Here, we evaluated by chromosome painting important data on the karyotypic differences between the species Trichechus manatus and Trichechus inunguis and the phylogenetic relationships of these species to other representatives of Paenungulata. The high rate of chromosomal changes in manatees shows them as outliers of the Afrotheria clade. Despite this, the homeologies between the paenungulate karyotypes are still very conserved, with evidence even in the G-banding pattern. The shared HSA syntenies in T. inunguis reveal it as a representative of the placental mammalian taxons Afrotheria and Paenungulata. The phylogenetic signals found in T. inunguis show that the species shares more conserved chromosomal signals with the ancestral karyotype of Paenungulata (APK) compared to hyrax (Procavia capensis), the African elephant (Loxodonta africana), and Florida manatee (Trichechus manatus latirostris). From a phylogenetic perspective, the karyotype of T. m. latirostris is the most derived among the representatives of Paenungulata. Furthermore, the data from this study also point to the phylogenetic position between T. manatus and T. inunguis, showing that T. manatus presents a more recent condition than T. inunguis among the American Trichechus. However, complete understanding of the chromosomal evolution of the genus will be possible only after chromosomal painting of T. senegalensis.

Methods

Blood samples were collected from a male and a female of Trichechus inunguis under the SISBIO license number (Number: 44915–1). Chromosomal preparations were obtained from temporary lymphocyte cultures. Cultivation was performed in RPMI 1640 medium (Vitrocell) with fetal bovine serum (FBS) and phytohemagglutinin and incubated at 37ºC in 5% CO2 for 96 h. Metaphases were analyzed according to chromosome morphology and organized karyotype according to Assis et al. [19]. The G-banding pattern was performed using Seabright’s protocols [43], the best G banded karyotype was published for us in Noronha et al. [22]. The whole chromosome probes used in this study were described by Pardini et al. [2], where 23 peaks were generated from a male of Trichechus manatus latirostris (TML; 2n = 48) by flow-sorted, with 17 peaks of a single chromosome (TML 1, 5, 8, 9, 10, 11, 12, 14, 15, 16, 17, 18, 20, 20, 22, 23, Y) and 3 peaks composed of two chromosomes (2 + 4, 3 + 7 and 6 + X). The TML 20 chromosome is present in 2 separate peaks, possibly due to the heterochromatin difference between homologs carrying the nucleolus organizer region (NOR) and presenting nonspecific markings on the chromosomes. TML chromosomes 11, 14, and 17 have both peaks in their pure form and also mixed peaks with other chromosomes, such as 11 + 13, 14 + 19, and 17 + 21, making it possible to characterize the TML chromosome 19 in hybridizations (Table 1).

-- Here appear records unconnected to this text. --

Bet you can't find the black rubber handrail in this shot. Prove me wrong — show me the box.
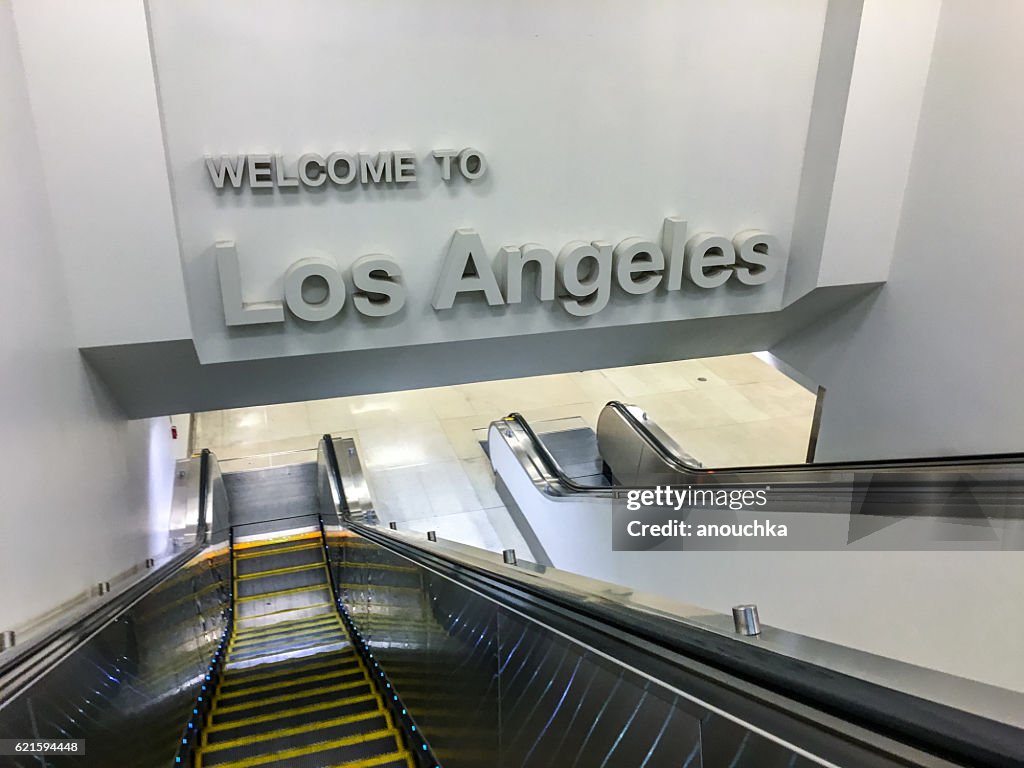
[0,450,212,705]
[504,406,1024,495]
[604,400,1024,474]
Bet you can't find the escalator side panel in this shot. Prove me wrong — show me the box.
[496,608,702,767]
[0,548,232,768]
[328,530,501,767]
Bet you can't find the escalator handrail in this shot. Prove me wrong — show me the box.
[604,400,1024,474]
[0,450,213,705]
[502,406,1024,497]
[321,434,1024,768]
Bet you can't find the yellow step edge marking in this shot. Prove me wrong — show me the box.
[222,647,351,677]
[324,751,414,768]
[236,602,335,621]
[229,622,344,651]
[217,655,355,693]
[233,613,341,639]
[236,583,331,604]
[232,618,344,643]
[212,678,371,715]
[337,582,420,593]
[234,585,327,606]
[235,561,328,581]
[229,616,342,644]
[217,665,363,700]
[226,639,350,667]
[233,531,323,552]
[200,708,388,754]
[196,727,400,768]
[234,541,323,560]
[203,693,377,739]
[339,562,418,574]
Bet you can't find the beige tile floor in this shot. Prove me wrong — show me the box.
[197,354,815,553]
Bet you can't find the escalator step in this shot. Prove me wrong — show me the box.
[228,627,348,661]
[325,754,412,768]
[235,567,331,598]
[236,561,327,581]
[236,583,333,604]
[203,694,380,746]
[231,617,341,643]
[235,546,326,575]
[219,652,354,690]
[227,640,352,671]
[235,604,337,631]
[218,666,365,704]
[231,616,343,647]
[198,729,403,768]
[234,534,322,557]
[211,679,374,725]
[237,595,335,623]
[199,711,391,766]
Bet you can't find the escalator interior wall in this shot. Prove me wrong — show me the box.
[329,530,828,768]
[0,548,232,768]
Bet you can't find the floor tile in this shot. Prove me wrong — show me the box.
[306,398,357,434]
[700,353,785,385]
[358,421,457,470]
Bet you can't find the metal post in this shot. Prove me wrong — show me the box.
[732,604,761,636]
[1,631,15,651]
[426,531,437,542]
[388,522,398,530]
[502,549,517,565]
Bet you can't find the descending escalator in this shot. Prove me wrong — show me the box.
[1,439,1022,768]
[196,531,413,768]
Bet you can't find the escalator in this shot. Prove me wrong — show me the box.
[196,532,412,768]
[499,400,1024,491]
[1,436,1022,768]
[486,400,1024,559]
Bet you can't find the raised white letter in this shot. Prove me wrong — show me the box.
[503,243,556,304]
[685,233,735,289]
[204,155,246,189]
[247,155,273,189]
[432,148,458,181]
[613,238,664,295]
[215,241,285,326]
[662,217,687,291]
[732,230,781,286]
[351,255,406,317]
[557,241,613,317]
[432,229,505,310]
[283,257,346,322]
[359,152,394,184]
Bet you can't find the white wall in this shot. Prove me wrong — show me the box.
[815,0,941,287]
[0,1,178,631]
[11,0,192,348]
[147,0,828,365]
[491,429,1024,692]
[774,0,1024,461]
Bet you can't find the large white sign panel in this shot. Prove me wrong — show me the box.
[147,0,828,364]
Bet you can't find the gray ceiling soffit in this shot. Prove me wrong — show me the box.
[81,282,882,419]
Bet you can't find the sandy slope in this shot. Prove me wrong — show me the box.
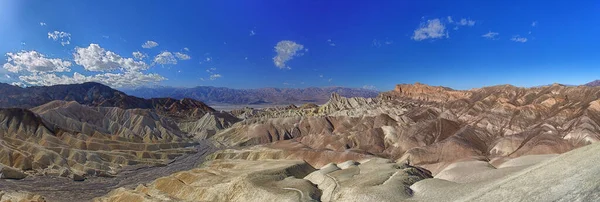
[411,142,600,201]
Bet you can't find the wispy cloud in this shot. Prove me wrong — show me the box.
[482,31,499,39]
[327,39,336,46]
[457,18,476,26]
[272,40,306,69]
[141,40,159,49]
[372,39,393,47]
[362,85,377,90]
[250,30,256,36]
[531,21,538,27]
[39,22,46,26]
[47,31,71,46]
[511,35,528,43]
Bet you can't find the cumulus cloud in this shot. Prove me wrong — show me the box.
[482,31,499,39]
[175,52,191,60]
[40,22,46,26]
[48,31,71,46]
[272,40,306,69]
[142,41,159,49]
[153,51,177,65]
[132,51,146,60]
[18,71,165,88]
[412,19,448,41]
[511,35,528,43]
[3,51,72,73]
[74,44,149,72]
[209,74,222,80]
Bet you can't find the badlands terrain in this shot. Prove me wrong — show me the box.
[1,82,600,201]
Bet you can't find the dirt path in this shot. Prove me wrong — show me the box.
[0,141,217,202]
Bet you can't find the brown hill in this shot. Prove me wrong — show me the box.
[0,101,198,179]
[207,83,600,174]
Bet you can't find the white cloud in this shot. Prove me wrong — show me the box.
[319,74,323,78]
[482,31,499,39]
[205,57,212,62]
[132,51,146,60]
[47,31,71,46]
[327,39,336,46]
[457,18,476,26]
[102,35,110,39]
[272,40,306,69]
[40,22,46,26]
[362,85,377,90]
[3,51,72,73]
[74,44,149,72]
[11,82,26,87]
[18,71,165,88]
[175,52,191,60]
[412,19,448,41]
[153,51,177,65]
[447,16,454,23]
[511,35,528,43]
[183,47,189,51]
[209,74,222,80]
[206,67,216,73]
[5,74,10,79]
[244,57,248,60]
[250,30,256,36]
[142,41,159,49]
[532,21,538,27]
[283,82,290,86]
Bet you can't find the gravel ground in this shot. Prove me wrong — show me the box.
[0,141,217,202]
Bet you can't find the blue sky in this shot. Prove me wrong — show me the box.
[1,0,600,90]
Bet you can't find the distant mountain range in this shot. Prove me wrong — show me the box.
[123,86,379,105]
[0,82,214,120]
[584,80,600,87]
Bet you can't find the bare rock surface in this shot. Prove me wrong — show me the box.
[0,190,46,202]
[411,142,600,201]
[0,101,199,179]
[0,143,215,202]
[96,157,432,202]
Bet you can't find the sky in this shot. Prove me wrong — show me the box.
[1,0,600,91]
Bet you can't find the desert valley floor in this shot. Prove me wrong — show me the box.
[1,82,600,202]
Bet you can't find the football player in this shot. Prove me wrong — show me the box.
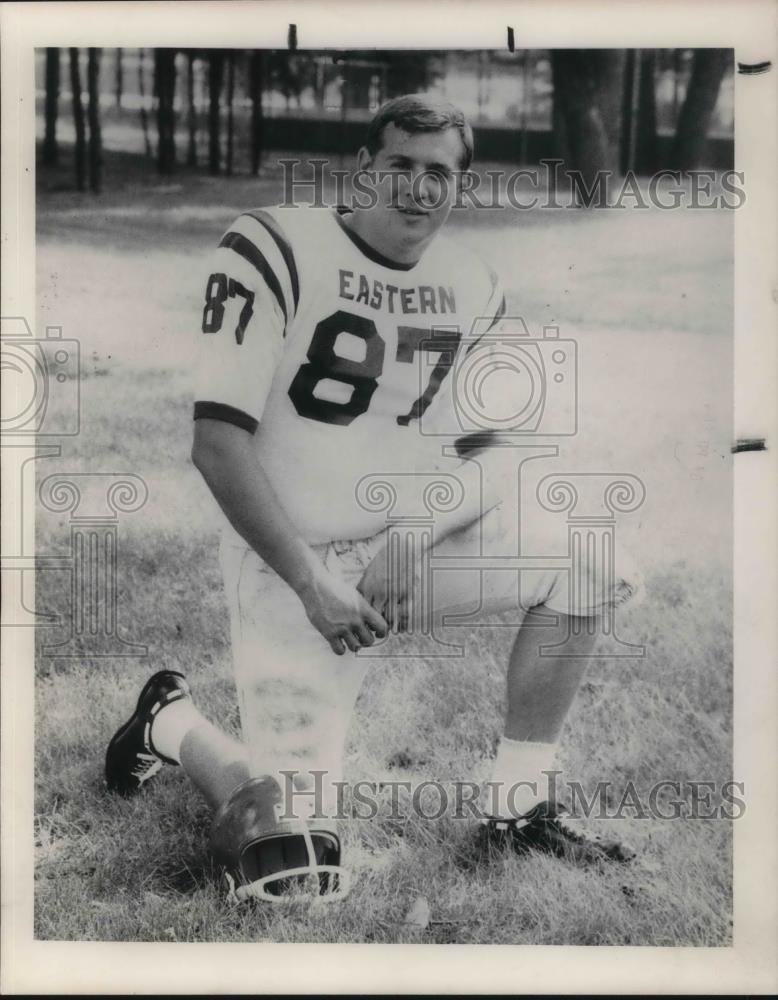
[106,95,640,902]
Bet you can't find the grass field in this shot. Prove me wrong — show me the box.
[34,149,733,945]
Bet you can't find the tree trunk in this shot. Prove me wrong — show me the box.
[621,49,659,174]
[634,50,658,174]
[313,54,325,110]
[208,51,224,175]
[551,77,570,165]
[249,50,264,175]
[342,64,371,114]
[154,50,164,170]
[672,49,683,125]
[69,48,86,191]
[518,49,533,165]
[551,49,626,190]
[226,51,235,176]
[166,52,177,170]
[87,48,102,193]
[43,48,60,166]
[187,53,197,167]
[155,48,177,174]
[138,48,152,157]
[620,49,639,173]
[115,47,123,108]
[671,49,730,171]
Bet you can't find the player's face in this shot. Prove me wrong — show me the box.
[356,123,467,263]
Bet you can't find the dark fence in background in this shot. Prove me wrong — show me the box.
[263,115,734,170]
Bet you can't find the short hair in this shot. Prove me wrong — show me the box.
[365,94,474,170]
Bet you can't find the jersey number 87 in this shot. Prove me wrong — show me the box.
[288,310,461,428]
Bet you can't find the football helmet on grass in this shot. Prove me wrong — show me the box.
[210,775,350,904]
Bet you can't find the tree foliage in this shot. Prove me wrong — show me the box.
[40,47,731,190]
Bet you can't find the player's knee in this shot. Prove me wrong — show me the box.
[592,546,643,613]
[546,545,643,617]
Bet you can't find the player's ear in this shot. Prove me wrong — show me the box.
[356,146,373,173]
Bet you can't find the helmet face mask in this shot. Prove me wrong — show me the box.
[210,776,351,904]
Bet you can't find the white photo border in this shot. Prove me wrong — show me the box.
[1,0,776,993]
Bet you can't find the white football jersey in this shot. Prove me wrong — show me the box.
[193,206,505,543]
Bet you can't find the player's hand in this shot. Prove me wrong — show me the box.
[356,540,424,634]
[300,566,388,655]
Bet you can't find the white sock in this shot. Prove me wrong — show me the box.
[486,737,559,820]
[150,698,204,764]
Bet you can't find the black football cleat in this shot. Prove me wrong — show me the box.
[481,801,635,866]
[105,670,191,796]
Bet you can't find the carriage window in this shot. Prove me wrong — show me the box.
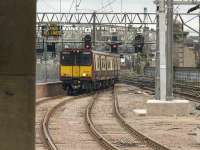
[78,52,91,66]
[101,58,104,69]
[97,57,100,69]
[103,59,106,69]
[107,61,110,70]
[61,52,74,65]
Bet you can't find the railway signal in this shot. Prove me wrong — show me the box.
[111,43,118,53]
[134,34,144,53]
[84,34,92,49]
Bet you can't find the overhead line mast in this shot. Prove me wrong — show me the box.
[155,0,200,5]
[155,0,200,100]
[173,0,200,5]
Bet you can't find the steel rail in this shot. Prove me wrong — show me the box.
[120,76,200,103]
[36,96,66,150]
[85,93,120,150]
[40,94,92,150]
[113,86,170,150]
[40,100,67,150]
[36,96,65,106]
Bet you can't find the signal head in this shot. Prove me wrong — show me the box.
[84,34,92,42]
[84,34,92,49]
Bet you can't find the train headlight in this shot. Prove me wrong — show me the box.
[82,73,87,77]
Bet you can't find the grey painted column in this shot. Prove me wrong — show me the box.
[155,4,160,100]
[166,0,174,100]
[0,1,35,150]
[159,0,167,100]
[199,15,200,66]
[92,12,96,47]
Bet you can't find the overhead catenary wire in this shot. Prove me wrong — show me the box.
[69,0,75,13]
[97,0,116,12]
[38,0,58,12]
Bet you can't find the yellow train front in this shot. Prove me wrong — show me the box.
[60,48,120,94]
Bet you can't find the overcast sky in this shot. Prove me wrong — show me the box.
[37,0,199,35]
[37,0,199,13]
[37,0,155,13]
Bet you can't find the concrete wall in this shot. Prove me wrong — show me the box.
[183,47,197,67]
[174,43,197,67]
[36,82,65,99]
[0,0,36,149]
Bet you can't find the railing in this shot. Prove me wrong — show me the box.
[144,67,200,97]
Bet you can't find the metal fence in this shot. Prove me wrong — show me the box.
[144,67,200,83]
[36,53,60,83]
[144,67,200,97]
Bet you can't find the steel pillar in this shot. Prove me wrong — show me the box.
[0,1,35,149]
[159,0,167,100]
[93,12,96,47]
[155,5,160,100]
[166,0,174,99]
[199,15,200,66]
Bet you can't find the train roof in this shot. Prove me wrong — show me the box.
[62,48,120,57]
[92,50,120,57]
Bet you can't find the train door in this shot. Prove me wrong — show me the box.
[117,57,120,77]
[72,51,80,78]
[72,51,93,78]
[94,54,100,80]
[114,58,116,78]
[101,55,106,80]
[60,51,74,77]
[60,51,79,78]
[78,51,92,78]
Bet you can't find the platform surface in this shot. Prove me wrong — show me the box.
[147,99,192,116]
[133,109,147,116]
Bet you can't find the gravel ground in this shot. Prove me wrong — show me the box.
[35,96,70,150]
[48,96,104,150]
[116,83,200,150]
[91,90,152,150]
[36,84,200,150]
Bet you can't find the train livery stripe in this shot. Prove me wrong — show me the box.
[80,66,92,77]
[60,66,72,77]
[60,65,92,78]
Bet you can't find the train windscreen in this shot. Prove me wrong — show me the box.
[78,52,91,66]
[61,51,75,65]
[61,51,91,66]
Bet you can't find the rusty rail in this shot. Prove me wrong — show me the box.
[39,95,91,150]
[113,86,170,150]
[85,93,120,150]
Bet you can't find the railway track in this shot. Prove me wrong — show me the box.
[36,96,67,150]
[40,98,69,150]
[120,75,200,103]
[86,88,170,150]
[114,86,170,150]
[36,84,180,150]
[36,94,92,150]
[36,96,65,106]
[85,92,120,150]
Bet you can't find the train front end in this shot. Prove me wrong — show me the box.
[60,49,93,94]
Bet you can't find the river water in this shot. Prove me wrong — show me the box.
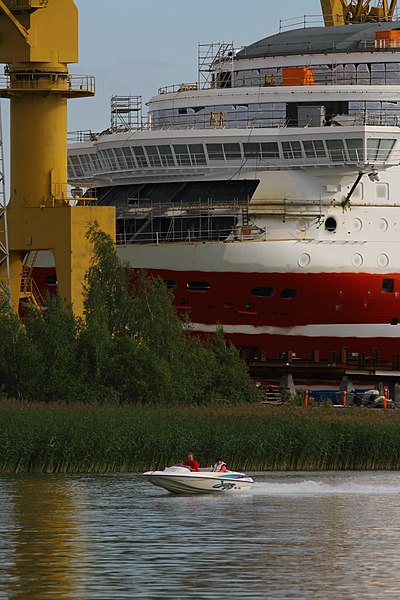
[0,471,400,599]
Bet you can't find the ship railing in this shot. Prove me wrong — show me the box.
[279,11,400,31]
[68,130,98,143]
[234,70,400,88]
[159,82,199,95]
[0,73,95,94]
[150,109,400,131]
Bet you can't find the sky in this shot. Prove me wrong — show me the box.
[69,0,318,133]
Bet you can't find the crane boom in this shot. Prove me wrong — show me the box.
[320,0,398,25]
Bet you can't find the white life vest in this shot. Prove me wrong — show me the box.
[213,461,227,472]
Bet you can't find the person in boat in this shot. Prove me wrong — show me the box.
[183,452,200,472]
[212,459,227,472]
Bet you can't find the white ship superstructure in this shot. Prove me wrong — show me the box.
[52,11,400,364]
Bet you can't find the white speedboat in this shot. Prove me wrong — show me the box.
[143,464,254,494]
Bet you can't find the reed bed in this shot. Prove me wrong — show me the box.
[1,402,400,473]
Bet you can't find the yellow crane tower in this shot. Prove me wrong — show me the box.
[0,0,115,315]
[321,0,398,25]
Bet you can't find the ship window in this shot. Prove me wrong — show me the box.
[251,286,275,297]
[303,140,326,159]
[122,147,135,168]
[80,154,93,174]
[223,143,242,160]
[90,153,101,171]
[158,145,175,166]
[69,155,84,177]
[346,138,363,162]
[145,146,162,167]
[206,143,224,160]
[376,183,389,200]
[243,142,260,158]
[114,147,128,170]
[382,278,394,293]
[326,139,345,162]
[189,144,207,165]
[282,141,302,159]
[173,144,191,165]
[280,289,297,299]
[45,275,57,286]
[325,217,337,232]
[178,108,188,115]
[106,149,118,170]
[67,157,75,178]
[260,142,279,158]
[391,317,399,325]
[187,281,211,292]
[163,279,177,290]
[367,138,395,161]
[133,146,148,168]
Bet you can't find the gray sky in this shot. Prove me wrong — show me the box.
[69,0,318,132]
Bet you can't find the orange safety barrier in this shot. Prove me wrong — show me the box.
[281,67,315,86]
[375,30,400,48]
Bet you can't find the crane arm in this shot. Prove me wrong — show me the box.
[0,0,30,43]
[320,0,398,26]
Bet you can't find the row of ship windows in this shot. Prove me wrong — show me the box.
[68,137,395,177]
[43,276,396,296]
[164,280,396,295]
[165,281,297,298]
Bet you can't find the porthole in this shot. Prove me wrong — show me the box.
[352,253,363,268]
[377,254,389,268]
[325,217,337,233]
[280,289,297,300]
[352,218,362,232]
[378,218,388,232]
[298,253,311,268]
[297,218,309,232]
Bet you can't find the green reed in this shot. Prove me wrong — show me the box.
[1,402,400,473]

In situ hybridizations were performed according to Yang and Graphodatsky [44], photographed with a Zeiss Axiocam camera, coupled to a Zeiss microscope, and analyzed with AxioVision Rel software. 4.6. The analyzes followed the interpretation of the presence/absence of signals in the chromosomes; comparative idiograms were set up in Photoshop CS6 software for cytogenetic analysis between the investigated species.